From ef9fc6c85433706d4d961cd42e664262be36946c Mon Sep 17 00:00:00 2001
From: arthurgousset <46296830+arthurgousset@users.noreply.github.com>
Date: Thu, 29 May 2025 23:24:01 +0100
Subject: [PATCH] fix(parse_query): cyrillic bug

---
 .../src/search/new/query_term/parse_query.rs  | 64 ++++++++++++++++++-
 1 file changed, 62 insertions(+), 2 deletions(-)

diff --git a/crates/milli/src/search/new/query_term/parse_query.rs b/crates/milli/src/search/new/query_term/parse_query.rs
index e492363f8..58ddff206 100644
--- a/crates/milli/src/search/new/query_term/parse_query.rs
+++ b/crates/milli/src/search/new/query_term/parse_query.rs
@@ -202,11 +202,11 @@ pub fn number_of_typos_allowed<'ctx>(
 
     Ok(Box::new(move |word: &str| {
         if !authorize_typos
-            || word.len() < min_len_one_typo as usize
+            || word.chars().count() < min_len_one_typo as usize
             || exact_words.as_ref().is_some_and(|fst| fst.contains(word))
         {
             0
-        } else if word.len() < min_len_two_typos as usize {
+        } else if word.chars().count() < min_len_two_typos as usize {
             1
         } else {
             2
@@ -381,3 +381,63 @@ mod tests {
         Ok(())
     }
 }
+
+    #[test]
+    fn test_unicode_typo_tolerance_fixed() -> Result<()> {
+        let temp_index = temp_index_with_documents();
+        let rtxn = temp_index.read_txn()?;
+        let ctx = SearchContext::new(&temp_index, &rtxn)?;
+        
+        let nbr_typos = number_of_typos_allowed(&ctx)?;
+        
+        // ASCII word "doggy" (5 chars, 5 bytes)
+        let ascii_word = "doggy";
+        let ascii_typos = nbr_typos(ascii_word);
+        
+        // Cyrillic word "собак" (5 chars, 10 bytes)  
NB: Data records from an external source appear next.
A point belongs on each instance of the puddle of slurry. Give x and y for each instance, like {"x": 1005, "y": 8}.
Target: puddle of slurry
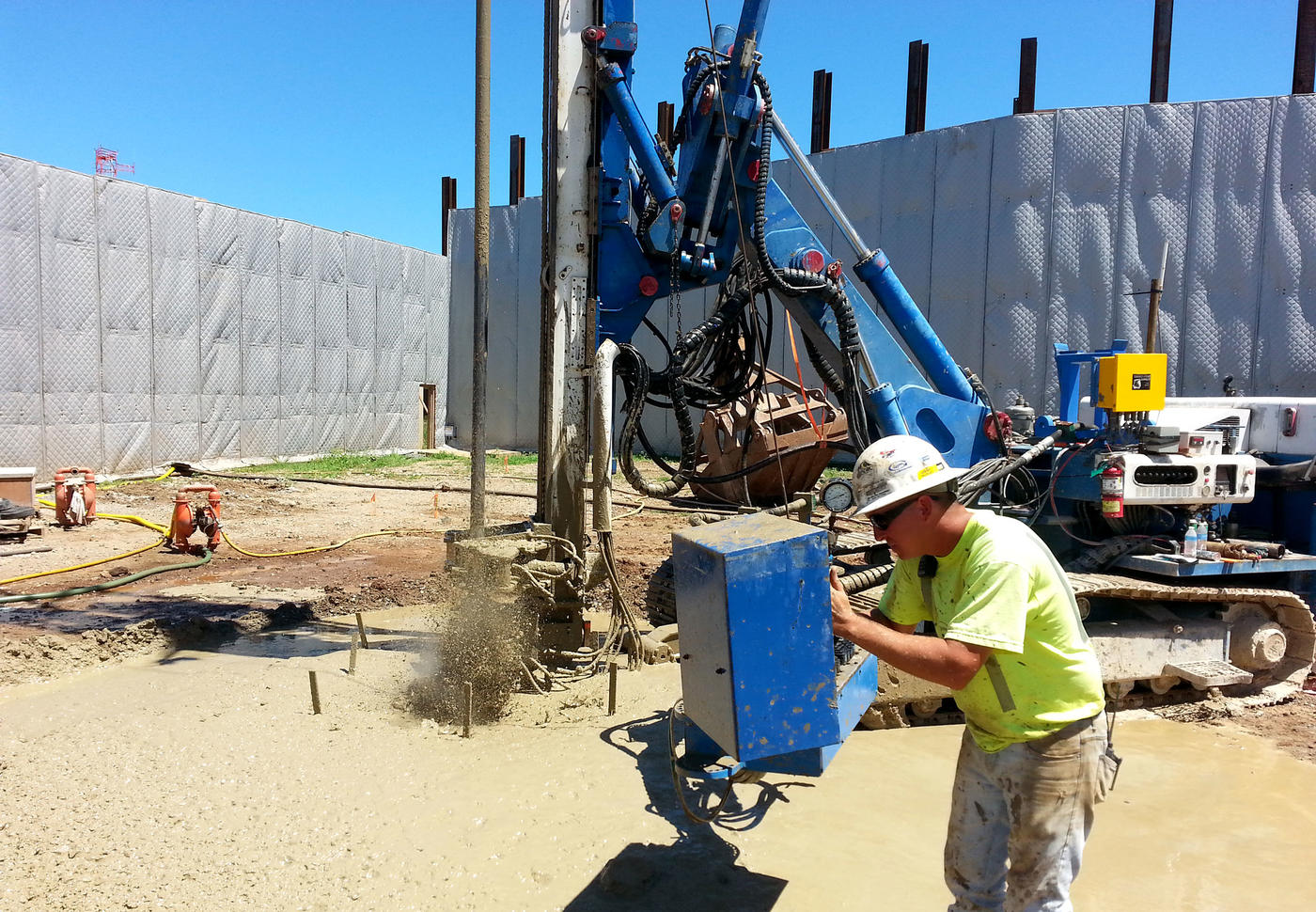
{"x": 1200, "y": 820}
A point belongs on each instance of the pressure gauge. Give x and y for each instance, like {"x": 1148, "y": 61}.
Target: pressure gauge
{"x": 838, "y": 495}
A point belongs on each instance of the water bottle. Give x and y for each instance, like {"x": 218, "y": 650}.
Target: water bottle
{"x": 1190, "y": 540}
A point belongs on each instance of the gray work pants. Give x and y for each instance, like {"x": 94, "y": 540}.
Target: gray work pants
{"x": 1032, "y": 804}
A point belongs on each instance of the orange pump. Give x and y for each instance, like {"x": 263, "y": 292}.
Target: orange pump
{"x": 200, "y": 517}
{"x": 75, "y": 496}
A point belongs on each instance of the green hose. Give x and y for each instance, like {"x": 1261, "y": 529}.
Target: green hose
{"x": 102, "y": 587}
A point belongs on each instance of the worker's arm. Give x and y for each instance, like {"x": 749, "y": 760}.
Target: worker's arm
{"x": 948, "y": 662}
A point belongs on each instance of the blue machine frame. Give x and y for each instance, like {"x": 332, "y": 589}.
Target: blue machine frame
{"x": 699, "y": 217}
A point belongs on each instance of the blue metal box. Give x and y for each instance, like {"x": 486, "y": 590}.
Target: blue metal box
{"x": 757, "y": 665}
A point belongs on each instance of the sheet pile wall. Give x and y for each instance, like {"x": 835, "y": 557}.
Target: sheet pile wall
{"x": 140, "y": 325}
{"x": 1015, "y": 234}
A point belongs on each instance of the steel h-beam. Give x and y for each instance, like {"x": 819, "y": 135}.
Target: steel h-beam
{"x": 666, "y": 122}
{"x": 916, "y": 91}
{"x": 480, "y": 320}
{"x": 566, "y": 333}
{"x": 1026, "y": 101}
{"x": 820, "y": 138}
{"x": 1305, "y": 49}
{"x": 516, "y": 170}
{"x": 1161, "y": 52}
{"x": 447, "y": 206}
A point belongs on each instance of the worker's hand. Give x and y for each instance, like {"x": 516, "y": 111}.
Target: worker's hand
{"x": 842, "y": 615}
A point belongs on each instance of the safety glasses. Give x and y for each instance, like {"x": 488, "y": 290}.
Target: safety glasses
{"x": 882, "y": 521}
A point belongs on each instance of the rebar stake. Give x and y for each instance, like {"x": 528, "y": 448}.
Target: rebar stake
{"x": 612, "y": 688}
{"x": 470, "y": 710}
+        let cyrillic_word = "собак";
+        let cyrillic_typos = nbr_typos(cyrillic_word);
+        
+        eprintln!("ASCII '{}': char_count={}, typos={}", 
+                  ascii_word, ascii_word.chars().count(), ascii_typos);
+        eprintln!("Cyrillic '{}': char_count={}, typos={}", 
+                  cyrillic_word, cyrillic_word.chars().count(), cyrillic_typos);
+        
+        // Both words have 5 characters, so they should have the same typo tolerance
+        assert_eq!(ascii_typos, cyrillic_typos,
+            "Words with same character count should get same typo tolerance");
+        
+        // With default settings (oneTypo=5, twoTypos=9), 5-char words should get 1 typo
+        assert_eq!(ascii_typos, 1, "5-character word should get 1 typo tolerance");
+        assert_eq!(cyrillic_typos, 1, "5-character word should get 1 typo tolerance");
+        
+        Ok(())
+    }
+
+    #[test] 
+    fn test_various_unicode_scripts() -> Result<()> {
+        let temp_index = temp_index_with_documents();
+        let rtxn = temp_index.read_txn()?;
+        let ctx = SearchContext::new(&temp_index, &rtxn)?;
+        
+        let nbr_typos = number_of_typos_allowed(&ctx)?;
+        
+        // Let's use 5-character words for consistent testing
+        let five_char_words = vec![
+            ("doggy", "ASCII"),           // 5 chars, 5 bytes
+            ("café!", "Accented"),        // 5 chars, 7 bytes
+            ("собак", "Cyrillic"),        // 5 chars, 10 bytes 
+        ];
+        
+        let expected_typos = 1; // With default settings, 5-char words get 1 typo
+        
+        for (word, script) in five_char_words {
+            let typos = nbr_typos(word);
+            eprintln!("{} '{}': chars={}, bytes={}, typos={}", 
+                      script, word, word.chars().count(), word.chars().count(), typos);
+            assert_eq!(typos, expected_typos,
+                "{} word '{}' should get {} typo(s)", script, word, expected_typos);
+        }
+        
+        Ok(())
+    }